Cada vez que el hecho volvía a su memoria se sentía feliz por la firmeza de su negativa.
Pasado un tiempo, se presentó ante él un búho que con su chistido, lastimó el silencio nocturno y le provocó un estremecimiento de terror.
Desde ese momento, cada noche fue visitado por el ave de mal agüero y notó que iba perdiendo sus fuerzas.
Una noche, ya desfalleciente, se arrastró hasta el arcón en que guardaba las monedas, lo abrazó con desesperación y cuando el ave se presentó, le dijo en forma desafiante que le podía quitar sus fuerzas, pero que jamás le arrebataría su oro.
El búho desplegó sus alas, voló en círculos sobre el avaro y apoyándose en el arcón, le dijo: de ahora en adelante serás transformado en un árbol sufrido y generoso, tu existencia egoísta e inútil será sacrificada en bien de los demás y trabajarás sin beneficio propio.
El hombre sintió que una ráfaga lo arrastraba fuera de su casa y que poco a poco perdía su forma humana para transformarse en un árbol.
Desde aquella época lejana, el avaro convertido en aromito nos entrega, primavera tras primavera, el oro de sus monedas en cada flor, y su arrepentimiento en el perfume que exhalan.
Aroma, color y belleza se conjugan en la redención de quien fuera un malvado, y la leyenda nativa revive en el relato de los paisanos para que no olviden nunca el castigo inferido a quien ignoró la solidaridad.
El emperador Napoléon invadió Prusia. La reina Luisa, que regía esa tierra, luchó denodadamente contra los invasores, pero las aguerridas tropas napoléonicas obtuvieron la victoria.
El enemigo tomó Berlín, la capital del reino. Tras muchas penalidades y peligros, la reina junto a sus hijos pudo escapar. Se refugió en un campo cubierto de acianos en flor. Los niños, sumamente asustados, comenzaron a llorar.
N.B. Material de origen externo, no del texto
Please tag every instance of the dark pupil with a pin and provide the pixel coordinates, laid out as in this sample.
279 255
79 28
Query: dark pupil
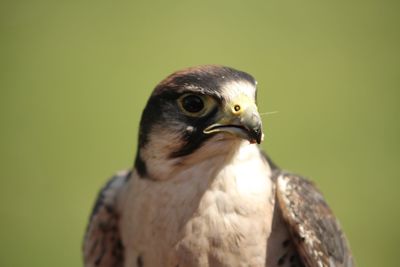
192 103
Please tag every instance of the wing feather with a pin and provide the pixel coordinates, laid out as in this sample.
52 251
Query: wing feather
102 246
314 229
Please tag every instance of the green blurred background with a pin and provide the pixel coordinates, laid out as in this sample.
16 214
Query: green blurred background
75 75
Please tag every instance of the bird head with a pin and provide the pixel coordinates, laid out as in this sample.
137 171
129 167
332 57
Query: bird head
198 107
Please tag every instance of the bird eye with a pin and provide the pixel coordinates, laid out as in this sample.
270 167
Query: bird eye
192 103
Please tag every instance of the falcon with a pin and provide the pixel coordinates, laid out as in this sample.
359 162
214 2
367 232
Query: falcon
202 193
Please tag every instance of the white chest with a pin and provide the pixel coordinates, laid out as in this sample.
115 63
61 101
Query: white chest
208 215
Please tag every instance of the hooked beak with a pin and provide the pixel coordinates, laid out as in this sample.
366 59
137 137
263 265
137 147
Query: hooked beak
240 118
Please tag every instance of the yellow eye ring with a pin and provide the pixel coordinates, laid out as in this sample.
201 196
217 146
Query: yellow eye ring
195 105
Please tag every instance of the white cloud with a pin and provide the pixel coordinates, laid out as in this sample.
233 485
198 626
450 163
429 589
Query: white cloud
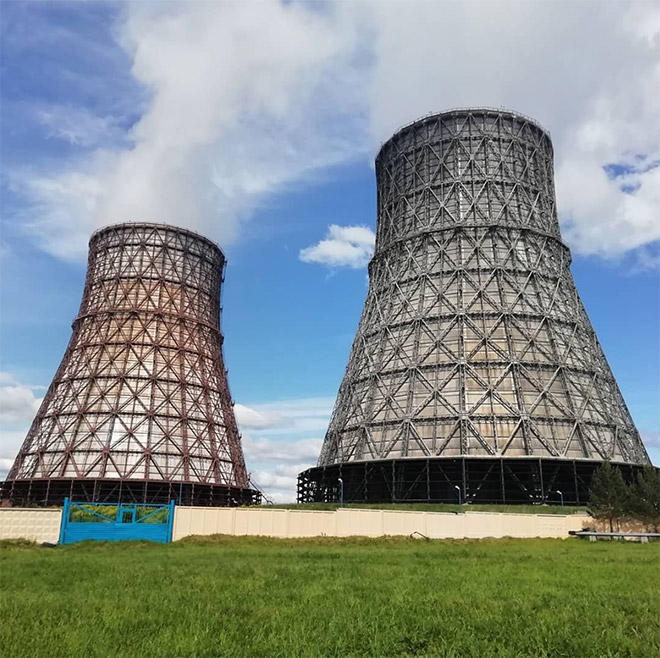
79 126
249 418
590 76
18 406
343 246
282 439
244 100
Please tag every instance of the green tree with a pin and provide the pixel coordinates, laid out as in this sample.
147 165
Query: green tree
609 497
645 497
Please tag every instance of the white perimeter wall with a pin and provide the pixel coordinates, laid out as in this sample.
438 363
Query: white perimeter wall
369 523
33 524
43 525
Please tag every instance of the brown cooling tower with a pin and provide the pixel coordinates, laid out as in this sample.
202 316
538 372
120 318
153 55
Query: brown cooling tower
139 409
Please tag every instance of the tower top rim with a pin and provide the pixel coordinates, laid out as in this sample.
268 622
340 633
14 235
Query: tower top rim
154 225
481 109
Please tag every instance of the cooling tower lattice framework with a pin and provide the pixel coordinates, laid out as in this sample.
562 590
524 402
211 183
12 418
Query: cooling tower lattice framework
475 366
139 409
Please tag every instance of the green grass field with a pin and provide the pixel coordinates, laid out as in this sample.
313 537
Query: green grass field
232 596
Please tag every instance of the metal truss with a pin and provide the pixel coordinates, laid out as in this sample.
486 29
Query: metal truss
485 480
473 341
141 397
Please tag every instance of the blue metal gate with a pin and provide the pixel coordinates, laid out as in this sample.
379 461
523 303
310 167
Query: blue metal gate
116 522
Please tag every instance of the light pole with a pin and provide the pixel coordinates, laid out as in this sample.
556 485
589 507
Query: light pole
459 494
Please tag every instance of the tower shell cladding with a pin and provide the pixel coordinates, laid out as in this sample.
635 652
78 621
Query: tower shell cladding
473 345
139 408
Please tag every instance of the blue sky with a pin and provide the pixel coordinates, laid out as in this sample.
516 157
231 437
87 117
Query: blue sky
256 124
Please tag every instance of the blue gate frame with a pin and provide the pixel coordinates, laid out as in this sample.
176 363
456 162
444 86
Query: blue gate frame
116 522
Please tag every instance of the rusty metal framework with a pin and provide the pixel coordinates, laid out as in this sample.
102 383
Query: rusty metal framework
473 341
140 409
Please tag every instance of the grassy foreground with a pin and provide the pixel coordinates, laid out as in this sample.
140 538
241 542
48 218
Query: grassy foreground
232 596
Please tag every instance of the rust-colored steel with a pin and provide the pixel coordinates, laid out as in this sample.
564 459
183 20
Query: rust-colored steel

La pobre madre temiendo que alguien los escuchara y descubriese el escondite, aguzó el ingenio y con las bellas flores azules, confeccionó coronas para los pequeños príncipes, quienes jugaron con ellas olvidando su pesar.
Guillermo, uno de ellos, años después derrotó al sobrino de Napoléon. Cuando fue proclamado primer emperador de Alemania, tomó como símbolo al aciano, aquella humilde flor que su madre sabiamente utilizara, para que él y sus hermanos enjugaran el llanto.
Durante el siglo XVII, tuvo lugar en Europa la Guerra de los Treinta Años, provocada por la pugna entre católicos y protestantes, que complicó a la mayor parte de las naciones europeas. Detrás de la lucha religiosa subsistían, esbozadas, las ambiciones políticas.
En esta guerra larga y cruenta se sucedían las batallas y la pérdida de vidas humanas fue terrible, mas ninguna resultó tan espantosa como la que tuvo lugar en Landen, pueblo cercano a Lieja. La tierra empapada con la sangre de más de 20 mil muertos, se tornó roja.
Al anochecer, un alado enjambre de sombras parecía unirse en macabro ritual a la muerte del sol.
En la primavera siguiente, el campo de batalla se cubrió de millones de amapolas rojas. La tierra en aquel sudario escarlata, devolvía la vida a esos muertos, resucitándolos en forma de flor.